Wenn wir wissen, dass unsere Zeit nicht mehr begrenzt ist – haben wir dann noch die Motivation, überhaupt irgendwas zu machen?

Ein drastisch verlängertes Leben, in dem man für alles potenziell unbegrenzt viel Zeit hat: Führt das nicht dazu, dass Menschen früher oder später ihre Motivation verlieren, überhaupt irgendetwas zu tun, da sie schließlich alles immer wieder in die Zukunft aufschieben können? Würden wir ohne den Druck unserer Sterblichkeit nicht alle nur noch prokrastinieren und einen Tag nach dem anderen absitzen?

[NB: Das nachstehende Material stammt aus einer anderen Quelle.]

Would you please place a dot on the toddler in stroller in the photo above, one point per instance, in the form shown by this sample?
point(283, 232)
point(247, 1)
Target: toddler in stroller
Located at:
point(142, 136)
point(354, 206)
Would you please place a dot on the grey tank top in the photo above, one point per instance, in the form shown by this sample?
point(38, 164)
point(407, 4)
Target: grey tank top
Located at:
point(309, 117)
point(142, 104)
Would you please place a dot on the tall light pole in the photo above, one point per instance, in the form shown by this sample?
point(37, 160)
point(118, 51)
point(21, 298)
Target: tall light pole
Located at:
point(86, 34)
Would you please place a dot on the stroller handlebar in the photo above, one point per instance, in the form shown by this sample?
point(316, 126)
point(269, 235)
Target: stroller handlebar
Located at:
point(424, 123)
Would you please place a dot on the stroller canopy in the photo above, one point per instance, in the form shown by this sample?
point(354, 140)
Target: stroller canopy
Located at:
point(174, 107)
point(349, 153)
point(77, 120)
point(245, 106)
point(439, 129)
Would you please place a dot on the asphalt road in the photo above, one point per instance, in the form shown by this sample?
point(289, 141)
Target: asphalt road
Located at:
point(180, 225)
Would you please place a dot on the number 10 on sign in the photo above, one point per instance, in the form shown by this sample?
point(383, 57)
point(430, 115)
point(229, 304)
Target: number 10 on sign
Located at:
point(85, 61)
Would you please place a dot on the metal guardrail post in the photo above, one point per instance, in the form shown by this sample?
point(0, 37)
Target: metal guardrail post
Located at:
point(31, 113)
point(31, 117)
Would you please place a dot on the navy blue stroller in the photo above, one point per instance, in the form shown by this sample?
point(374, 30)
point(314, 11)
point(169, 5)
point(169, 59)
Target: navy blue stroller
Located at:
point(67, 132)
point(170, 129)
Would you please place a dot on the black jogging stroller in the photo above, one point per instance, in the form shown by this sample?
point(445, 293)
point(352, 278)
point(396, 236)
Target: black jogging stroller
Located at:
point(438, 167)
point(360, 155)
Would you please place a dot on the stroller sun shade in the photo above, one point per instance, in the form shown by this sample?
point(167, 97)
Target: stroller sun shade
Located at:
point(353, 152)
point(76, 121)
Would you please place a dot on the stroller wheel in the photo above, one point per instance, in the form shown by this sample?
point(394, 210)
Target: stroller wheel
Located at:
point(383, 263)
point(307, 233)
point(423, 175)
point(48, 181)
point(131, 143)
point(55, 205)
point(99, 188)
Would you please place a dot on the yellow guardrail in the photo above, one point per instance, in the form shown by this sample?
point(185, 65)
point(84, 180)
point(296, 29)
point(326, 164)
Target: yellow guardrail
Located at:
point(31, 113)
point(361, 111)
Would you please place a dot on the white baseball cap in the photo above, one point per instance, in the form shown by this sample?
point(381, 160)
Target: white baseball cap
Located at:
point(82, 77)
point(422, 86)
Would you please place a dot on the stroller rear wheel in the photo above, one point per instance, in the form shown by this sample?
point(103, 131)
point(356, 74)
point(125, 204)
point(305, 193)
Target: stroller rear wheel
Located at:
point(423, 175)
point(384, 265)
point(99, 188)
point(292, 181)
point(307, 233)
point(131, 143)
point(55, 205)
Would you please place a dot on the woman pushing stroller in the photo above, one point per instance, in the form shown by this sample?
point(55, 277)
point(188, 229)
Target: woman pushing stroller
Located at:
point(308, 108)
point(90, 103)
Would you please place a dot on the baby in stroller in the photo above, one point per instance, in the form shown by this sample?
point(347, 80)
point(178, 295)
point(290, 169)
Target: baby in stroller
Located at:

Gegenfrage: Ist der einzige Grund, warum Menschen heute etwas tun, sich anstrengen oder sich für etwas Mühe geben, der, dass ihr Leben nach heutigem Stand zeitlich begrenzt ist? Oder handeln sie nicht vielleicht aus Interesse, Leidenschaft, Selbstverständlichkeit, Pflicht, Notwendigkeit oder Großzügigkeit heraus? Seid ihr eine Beziehung eingegangen oder in euren Job eingestiegen, weil ihr mit Sorge realisiert habt, dass euch nur noch ein paar Jahrzehnte Lebenszeit bleiben?

Ein Kleinkind hat noch kein realistisches Todeskonzept entwickelt und ist sich somit der Endlichkeit seines Lebens noch nicht bewusst 1. Dennoch sitzt es, wie Eltern bestätigen können, den Tag in der Regel nicht teilnahmslos ab, sondern erkundet seine Umgebung mit Begeisterung.

Genauso wie ein Kleinkind würde auch ein faszinierter Wissenschaftler oder ein passionierter Künstler nichts mehr lieben, als potenziell unbegrenzte Zeit zu haben, sich dem Studium dessen widmen zu können, was ihn so sehr begeistert. Er sollte keine weitere Motivation dafür benötigen, und schon gar nicht den Gedanken daran, dass er irgendwann sterben wird.

Selbstverständlich wird es, wie heute, auch in Zukunft Dinge geben, die schlicht und einfach erledigt werden müssen, obwohl niemand Lust darauf hat. Genauso aber werden die extrinsischen Anreize dafür bleiben, die es heute gibt – wie etwa Fristen, eine drohende Kündigung, eigene Bedürfnisse, Geld und dutzende andere. Die bislang feste Begrenzung des menschlichen Lebens durch das Altern ist jedenfalls, wie aus den genannten Beispielen klar werden sollte, sicherlich kein Grund dafür, dass Menschen heute unangenehme Aufgaben hinter sich bringen.

 

 

  1. Panagiotaki G, Hopkins M, Nobes G, Ward E, Griffiths D. Children’s and adults‘ understanding of death: Cognitive, parental, and experiential influences. J Exp Child Psychol 2018 Feb, 166: 96-115. doi: 10.1016/j.jecp.2017.07.014. PMID: 28888195.